Matthew 16:21-28
I really feel for Peter. I have struggled with this text all week. We are never told how Jesus and Peter work this out. These are such harsh words their friendship/discipleship would need work. Why doesn't Peter just leave, take what Jesus says as personal? Being called Satan is not a simple rebuke. Nor is it simple that Jesus tells him his thinking is wrong. Just imagine this happening in this political climate, the story would end Peter cut Jesus off and never would the church have it's rock to build on.
So I've tried thinking of this in terms of a Midrash. In Jewish tradition a midrash is listening in between the spaces the text doesn't give to us. So it would be making a story about how Jesus and Peter hash this out and talk. Talk to one another to understand. Talk to one another because Peter knows how important this man is. Talk about it because this is the way we become repairers of the breach. I have thought this story over, but I can only come up with a modern story through the lens of today.
I have listened over the past two weeks as both, and let me emphasize both, political candidates have used religious language in order to promote they are our saviors at this moment in time. I don't believe either one is, and I don't agree with the use of this language. It only serves to further divide us. It does nothing to bring us together in unity. As Christians there is only one savior and this is Jesus. Who do you say that I am has come to mind many times these past few weeks. We have even had to answer it in our Cultivate group.
This is the point of the story here. Jesus is the Messiah, what is the Messiah, the one who has come to go into Jerusalem and suffer and die. This is what Peter doesn't want to hear. He wants to hear the rosy promise of victory, of defeating the political oppressor, Rome. He wants to hear of ruling the Jewish people. Not the story of suffering and death, not the story of love. Here we have it. Anyone who wants to use this religious language has to be willing to serve, to suffer, to even die because this is the example of Jesus, if this is who we are truly following.
So how does this relate to taking up our cross? Now here is the hard part. It is in creating our own story, our own Midrash of this conversation between Jesus and Peter. We need to be willing to hold the conversation of healing, sacrifice, suffering even in order to become united. This is hard work. It means we have to listen to sides of a conversation we don't agree with. Maybe it means we actually hear new things which resonate in us and change our minds. Maybe it means we actually become bridge builders or as Jeremiah puts it repairers of the breach.

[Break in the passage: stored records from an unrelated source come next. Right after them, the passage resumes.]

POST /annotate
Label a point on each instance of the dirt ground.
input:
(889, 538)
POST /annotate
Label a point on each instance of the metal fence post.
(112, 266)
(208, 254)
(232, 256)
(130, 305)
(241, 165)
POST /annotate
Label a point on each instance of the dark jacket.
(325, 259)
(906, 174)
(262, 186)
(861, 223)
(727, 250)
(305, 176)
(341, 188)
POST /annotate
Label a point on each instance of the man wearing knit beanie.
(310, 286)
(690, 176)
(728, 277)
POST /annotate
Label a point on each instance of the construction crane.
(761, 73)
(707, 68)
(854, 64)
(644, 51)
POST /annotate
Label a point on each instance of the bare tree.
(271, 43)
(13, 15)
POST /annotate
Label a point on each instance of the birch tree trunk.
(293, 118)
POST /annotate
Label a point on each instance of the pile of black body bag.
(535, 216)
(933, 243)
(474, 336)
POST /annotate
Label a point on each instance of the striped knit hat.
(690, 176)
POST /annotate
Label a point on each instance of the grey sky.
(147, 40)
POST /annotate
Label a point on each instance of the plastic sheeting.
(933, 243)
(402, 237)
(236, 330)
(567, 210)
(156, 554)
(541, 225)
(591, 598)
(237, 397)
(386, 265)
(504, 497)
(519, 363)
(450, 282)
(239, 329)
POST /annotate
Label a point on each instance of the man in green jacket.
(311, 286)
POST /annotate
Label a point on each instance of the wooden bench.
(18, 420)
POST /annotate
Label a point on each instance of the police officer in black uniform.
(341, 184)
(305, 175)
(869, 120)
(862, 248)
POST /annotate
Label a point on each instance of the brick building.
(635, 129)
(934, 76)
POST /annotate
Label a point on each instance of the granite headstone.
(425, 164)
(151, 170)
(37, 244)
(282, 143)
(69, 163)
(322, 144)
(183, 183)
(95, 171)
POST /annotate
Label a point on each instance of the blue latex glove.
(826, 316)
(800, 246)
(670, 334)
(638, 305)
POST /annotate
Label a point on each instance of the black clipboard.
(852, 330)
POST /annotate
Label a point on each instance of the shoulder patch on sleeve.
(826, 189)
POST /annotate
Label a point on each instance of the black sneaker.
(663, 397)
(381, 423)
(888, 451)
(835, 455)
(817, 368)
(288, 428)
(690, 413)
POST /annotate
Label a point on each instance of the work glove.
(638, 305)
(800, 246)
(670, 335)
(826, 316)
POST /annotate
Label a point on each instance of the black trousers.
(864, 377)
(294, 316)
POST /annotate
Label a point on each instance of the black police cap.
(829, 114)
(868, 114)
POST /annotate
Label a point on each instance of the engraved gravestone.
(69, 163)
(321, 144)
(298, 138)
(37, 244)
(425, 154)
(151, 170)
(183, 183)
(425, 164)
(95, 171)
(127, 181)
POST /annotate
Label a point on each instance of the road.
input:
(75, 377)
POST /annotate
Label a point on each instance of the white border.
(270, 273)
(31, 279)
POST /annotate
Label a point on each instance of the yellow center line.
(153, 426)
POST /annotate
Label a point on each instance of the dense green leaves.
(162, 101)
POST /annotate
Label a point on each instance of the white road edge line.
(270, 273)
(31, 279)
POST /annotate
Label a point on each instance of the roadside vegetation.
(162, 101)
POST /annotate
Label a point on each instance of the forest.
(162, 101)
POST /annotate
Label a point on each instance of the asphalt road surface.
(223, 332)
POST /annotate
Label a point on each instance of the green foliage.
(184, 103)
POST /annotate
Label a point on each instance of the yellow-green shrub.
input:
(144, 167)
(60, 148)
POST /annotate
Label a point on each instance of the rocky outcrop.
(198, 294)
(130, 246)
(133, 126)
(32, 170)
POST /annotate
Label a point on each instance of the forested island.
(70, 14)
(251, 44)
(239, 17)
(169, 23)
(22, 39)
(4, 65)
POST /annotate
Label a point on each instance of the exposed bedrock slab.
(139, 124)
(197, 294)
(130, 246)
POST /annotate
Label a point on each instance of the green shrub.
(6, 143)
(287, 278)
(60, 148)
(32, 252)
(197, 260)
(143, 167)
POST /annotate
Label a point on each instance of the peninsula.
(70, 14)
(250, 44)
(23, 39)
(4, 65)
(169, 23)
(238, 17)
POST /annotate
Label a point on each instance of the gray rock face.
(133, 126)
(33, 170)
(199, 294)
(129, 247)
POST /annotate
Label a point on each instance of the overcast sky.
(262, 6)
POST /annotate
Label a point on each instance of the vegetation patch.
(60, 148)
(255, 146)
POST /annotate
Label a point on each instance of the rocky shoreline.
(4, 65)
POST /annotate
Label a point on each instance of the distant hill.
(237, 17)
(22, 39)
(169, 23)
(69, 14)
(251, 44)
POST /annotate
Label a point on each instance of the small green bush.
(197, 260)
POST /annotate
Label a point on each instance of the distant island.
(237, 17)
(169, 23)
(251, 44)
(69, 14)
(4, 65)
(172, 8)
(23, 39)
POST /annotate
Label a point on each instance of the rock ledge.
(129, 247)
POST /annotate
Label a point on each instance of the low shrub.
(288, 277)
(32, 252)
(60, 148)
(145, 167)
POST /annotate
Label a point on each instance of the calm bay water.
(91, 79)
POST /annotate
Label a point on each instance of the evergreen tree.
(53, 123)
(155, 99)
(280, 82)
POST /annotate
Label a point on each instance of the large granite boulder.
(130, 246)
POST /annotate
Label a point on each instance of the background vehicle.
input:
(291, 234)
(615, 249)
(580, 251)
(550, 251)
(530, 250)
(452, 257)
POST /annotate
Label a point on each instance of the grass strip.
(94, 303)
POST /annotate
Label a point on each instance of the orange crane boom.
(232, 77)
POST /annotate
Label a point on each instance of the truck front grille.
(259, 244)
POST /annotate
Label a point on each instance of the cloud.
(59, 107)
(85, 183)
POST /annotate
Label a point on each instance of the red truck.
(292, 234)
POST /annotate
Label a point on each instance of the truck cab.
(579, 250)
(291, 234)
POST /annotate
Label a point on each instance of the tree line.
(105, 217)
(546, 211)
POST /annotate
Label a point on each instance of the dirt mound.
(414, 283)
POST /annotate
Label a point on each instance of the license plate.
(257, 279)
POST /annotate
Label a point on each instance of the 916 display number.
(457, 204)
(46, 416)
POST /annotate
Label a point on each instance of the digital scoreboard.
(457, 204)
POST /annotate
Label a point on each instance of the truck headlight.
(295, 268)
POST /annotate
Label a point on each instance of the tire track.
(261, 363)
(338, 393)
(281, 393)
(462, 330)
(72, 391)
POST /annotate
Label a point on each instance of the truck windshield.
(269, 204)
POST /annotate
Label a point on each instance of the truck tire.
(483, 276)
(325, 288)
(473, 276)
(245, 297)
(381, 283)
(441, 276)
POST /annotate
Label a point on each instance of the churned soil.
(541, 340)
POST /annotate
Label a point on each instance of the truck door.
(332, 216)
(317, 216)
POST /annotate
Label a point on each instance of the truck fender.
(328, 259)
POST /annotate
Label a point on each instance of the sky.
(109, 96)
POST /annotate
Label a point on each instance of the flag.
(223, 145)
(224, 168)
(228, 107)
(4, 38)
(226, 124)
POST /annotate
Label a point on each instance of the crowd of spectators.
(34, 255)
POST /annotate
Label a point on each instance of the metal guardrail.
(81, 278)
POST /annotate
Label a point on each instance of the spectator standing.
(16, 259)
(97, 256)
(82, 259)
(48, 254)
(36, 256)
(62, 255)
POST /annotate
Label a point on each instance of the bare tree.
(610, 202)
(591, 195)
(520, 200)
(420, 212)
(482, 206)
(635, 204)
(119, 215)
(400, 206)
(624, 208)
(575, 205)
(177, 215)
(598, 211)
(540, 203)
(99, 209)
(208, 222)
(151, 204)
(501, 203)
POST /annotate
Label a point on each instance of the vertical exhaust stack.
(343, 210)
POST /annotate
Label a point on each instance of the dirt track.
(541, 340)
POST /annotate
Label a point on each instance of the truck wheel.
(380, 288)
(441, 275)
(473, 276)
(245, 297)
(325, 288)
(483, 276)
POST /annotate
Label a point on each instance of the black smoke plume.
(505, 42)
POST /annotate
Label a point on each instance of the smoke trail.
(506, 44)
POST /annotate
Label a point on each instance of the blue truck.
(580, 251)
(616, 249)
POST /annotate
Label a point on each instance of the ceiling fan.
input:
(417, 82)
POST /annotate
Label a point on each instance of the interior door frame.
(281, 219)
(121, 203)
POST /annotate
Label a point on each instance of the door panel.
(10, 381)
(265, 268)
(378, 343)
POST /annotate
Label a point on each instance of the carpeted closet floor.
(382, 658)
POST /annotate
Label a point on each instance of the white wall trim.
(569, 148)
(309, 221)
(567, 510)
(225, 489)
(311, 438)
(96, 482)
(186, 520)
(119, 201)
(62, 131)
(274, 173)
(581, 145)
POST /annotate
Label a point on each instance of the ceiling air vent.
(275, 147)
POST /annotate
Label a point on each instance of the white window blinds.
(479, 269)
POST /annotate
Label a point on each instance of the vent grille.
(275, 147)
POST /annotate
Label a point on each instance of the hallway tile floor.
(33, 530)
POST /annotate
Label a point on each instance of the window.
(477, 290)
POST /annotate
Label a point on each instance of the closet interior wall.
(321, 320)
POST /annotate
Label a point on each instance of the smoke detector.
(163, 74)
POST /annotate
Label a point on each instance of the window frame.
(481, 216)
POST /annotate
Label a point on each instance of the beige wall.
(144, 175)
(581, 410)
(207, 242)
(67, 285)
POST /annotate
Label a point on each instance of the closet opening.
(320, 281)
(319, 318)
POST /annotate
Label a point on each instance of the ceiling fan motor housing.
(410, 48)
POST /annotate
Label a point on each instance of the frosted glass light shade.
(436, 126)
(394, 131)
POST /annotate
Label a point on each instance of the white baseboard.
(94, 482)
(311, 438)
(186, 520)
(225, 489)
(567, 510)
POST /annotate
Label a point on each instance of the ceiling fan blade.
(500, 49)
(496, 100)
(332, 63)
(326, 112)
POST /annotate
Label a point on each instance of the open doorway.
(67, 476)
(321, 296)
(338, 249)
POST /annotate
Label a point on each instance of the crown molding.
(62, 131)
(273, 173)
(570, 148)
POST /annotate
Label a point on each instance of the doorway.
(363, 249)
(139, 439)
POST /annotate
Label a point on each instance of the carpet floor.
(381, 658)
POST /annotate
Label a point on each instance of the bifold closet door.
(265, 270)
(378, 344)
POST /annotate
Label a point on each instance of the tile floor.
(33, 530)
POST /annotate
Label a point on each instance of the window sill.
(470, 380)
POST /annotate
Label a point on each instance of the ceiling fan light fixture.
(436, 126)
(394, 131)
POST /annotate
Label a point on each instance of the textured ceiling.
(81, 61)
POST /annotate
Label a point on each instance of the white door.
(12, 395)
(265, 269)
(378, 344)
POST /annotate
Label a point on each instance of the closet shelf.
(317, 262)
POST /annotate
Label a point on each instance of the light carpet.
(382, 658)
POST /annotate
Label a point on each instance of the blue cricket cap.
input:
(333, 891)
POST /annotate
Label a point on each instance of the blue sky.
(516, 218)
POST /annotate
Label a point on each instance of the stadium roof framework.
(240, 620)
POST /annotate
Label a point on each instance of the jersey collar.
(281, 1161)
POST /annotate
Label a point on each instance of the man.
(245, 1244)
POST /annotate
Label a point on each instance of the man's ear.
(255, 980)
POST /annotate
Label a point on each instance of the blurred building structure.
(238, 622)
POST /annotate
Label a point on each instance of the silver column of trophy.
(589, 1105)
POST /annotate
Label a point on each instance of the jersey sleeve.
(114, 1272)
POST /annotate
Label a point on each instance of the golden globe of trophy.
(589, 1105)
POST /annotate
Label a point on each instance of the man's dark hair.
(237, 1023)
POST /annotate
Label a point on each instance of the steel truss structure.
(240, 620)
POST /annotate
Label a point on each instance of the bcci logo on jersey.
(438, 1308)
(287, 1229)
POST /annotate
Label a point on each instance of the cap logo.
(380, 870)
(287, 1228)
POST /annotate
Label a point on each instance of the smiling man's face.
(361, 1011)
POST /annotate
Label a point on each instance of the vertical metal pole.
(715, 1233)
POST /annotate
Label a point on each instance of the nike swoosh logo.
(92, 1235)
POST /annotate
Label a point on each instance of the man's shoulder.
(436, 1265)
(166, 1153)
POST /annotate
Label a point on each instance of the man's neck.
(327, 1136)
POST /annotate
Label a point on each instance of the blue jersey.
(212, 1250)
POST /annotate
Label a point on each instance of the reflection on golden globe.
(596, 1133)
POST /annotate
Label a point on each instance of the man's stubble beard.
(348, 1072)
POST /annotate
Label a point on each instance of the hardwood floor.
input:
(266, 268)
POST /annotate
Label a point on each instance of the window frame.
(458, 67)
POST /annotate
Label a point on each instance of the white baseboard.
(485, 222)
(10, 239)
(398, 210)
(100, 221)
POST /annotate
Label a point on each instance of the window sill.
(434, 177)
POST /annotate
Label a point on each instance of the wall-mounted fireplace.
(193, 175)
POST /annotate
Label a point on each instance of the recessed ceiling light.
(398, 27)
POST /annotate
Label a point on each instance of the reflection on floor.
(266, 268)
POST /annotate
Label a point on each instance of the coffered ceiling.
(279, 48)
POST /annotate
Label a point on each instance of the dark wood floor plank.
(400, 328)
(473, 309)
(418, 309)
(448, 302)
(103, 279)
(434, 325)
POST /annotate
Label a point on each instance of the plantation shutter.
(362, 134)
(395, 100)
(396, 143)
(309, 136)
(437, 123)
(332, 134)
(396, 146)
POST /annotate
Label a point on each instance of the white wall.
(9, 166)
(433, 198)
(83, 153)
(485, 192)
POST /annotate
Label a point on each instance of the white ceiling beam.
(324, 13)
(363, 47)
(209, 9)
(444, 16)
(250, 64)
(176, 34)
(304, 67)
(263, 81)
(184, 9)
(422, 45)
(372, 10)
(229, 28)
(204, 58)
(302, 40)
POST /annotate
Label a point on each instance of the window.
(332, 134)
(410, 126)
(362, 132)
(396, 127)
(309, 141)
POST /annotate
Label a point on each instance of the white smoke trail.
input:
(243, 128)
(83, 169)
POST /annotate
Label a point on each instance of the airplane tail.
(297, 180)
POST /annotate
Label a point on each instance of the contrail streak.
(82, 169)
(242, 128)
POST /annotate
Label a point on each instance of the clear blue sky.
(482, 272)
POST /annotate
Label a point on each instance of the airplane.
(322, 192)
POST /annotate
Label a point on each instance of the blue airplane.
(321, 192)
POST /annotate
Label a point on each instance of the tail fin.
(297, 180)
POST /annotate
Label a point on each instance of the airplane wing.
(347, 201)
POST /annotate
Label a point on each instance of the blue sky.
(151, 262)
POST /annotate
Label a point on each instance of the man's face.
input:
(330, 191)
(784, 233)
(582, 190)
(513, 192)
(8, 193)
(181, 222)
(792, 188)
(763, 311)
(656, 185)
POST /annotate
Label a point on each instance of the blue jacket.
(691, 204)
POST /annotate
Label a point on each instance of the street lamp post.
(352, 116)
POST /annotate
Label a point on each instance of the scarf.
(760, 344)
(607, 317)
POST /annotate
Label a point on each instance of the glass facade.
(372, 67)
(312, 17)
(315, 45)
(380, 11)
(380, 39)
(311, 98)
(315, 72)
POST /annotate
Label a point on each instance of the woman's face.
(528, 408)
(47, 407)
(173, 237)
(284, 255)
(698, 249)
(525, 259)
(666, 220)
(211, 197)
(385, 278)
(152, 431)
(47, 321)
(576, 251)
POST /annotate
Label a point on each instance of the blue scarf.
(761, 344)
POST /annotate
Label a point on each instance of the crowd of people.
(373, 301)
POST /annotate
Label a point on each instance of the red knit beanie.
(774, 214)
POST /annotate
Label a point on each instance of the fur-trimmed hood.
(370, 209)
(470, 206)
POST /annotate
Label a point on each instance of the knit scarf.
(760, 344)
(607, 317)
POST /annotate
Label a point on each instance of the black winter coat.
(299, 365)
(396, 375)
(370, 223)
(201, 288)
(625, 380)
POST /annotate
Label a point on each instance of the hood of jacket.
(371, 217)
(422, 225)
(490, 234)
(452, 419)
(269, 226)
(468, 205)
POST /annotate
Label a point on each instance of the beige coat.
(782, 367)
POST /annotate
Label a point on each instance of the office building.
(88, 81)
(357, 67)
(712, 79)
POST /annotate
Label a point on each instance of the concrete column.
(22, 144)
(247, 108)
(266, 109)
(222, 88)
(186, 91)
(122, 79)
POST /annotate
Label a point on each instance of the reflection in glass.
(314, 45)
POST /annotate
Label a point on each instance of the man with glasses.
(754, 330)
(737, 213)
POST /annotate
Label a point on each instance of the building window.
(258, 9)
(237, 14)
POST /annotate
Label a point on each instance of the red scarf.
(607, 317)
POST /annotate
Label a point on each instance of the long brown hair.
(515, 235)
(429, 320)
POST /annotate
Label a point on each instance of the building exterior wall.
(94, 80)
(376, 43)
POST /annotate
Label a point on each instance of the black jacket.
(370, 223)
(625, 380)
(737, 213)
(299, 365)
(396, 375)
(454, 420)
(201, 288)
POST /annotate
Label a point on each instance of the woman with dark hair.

It's a challenge. It means opening ourselves up to one another instead of cutting each other off because we are God's children, because we follow Jesus. Building communities like these would bring hope which is far off and too hard to hold onto right now. Listening to opinions we don't agree with creates a relationship which we value, treasure and want to work out. This is being done way to little nowadays. It is vital to being the body of Christ though.
People think the original church worked together in unity and harmony. If you really read Paul or Acts fully you begin to understand there is much they don't agree on. Yet they still worked it out. They still listened to one another and Paul still proclaims the body of Christ has many parts and cannot go on without this diversity. This is where we stand right now. The question is will we take up the cross and listen to become this body? This is our cross to bear.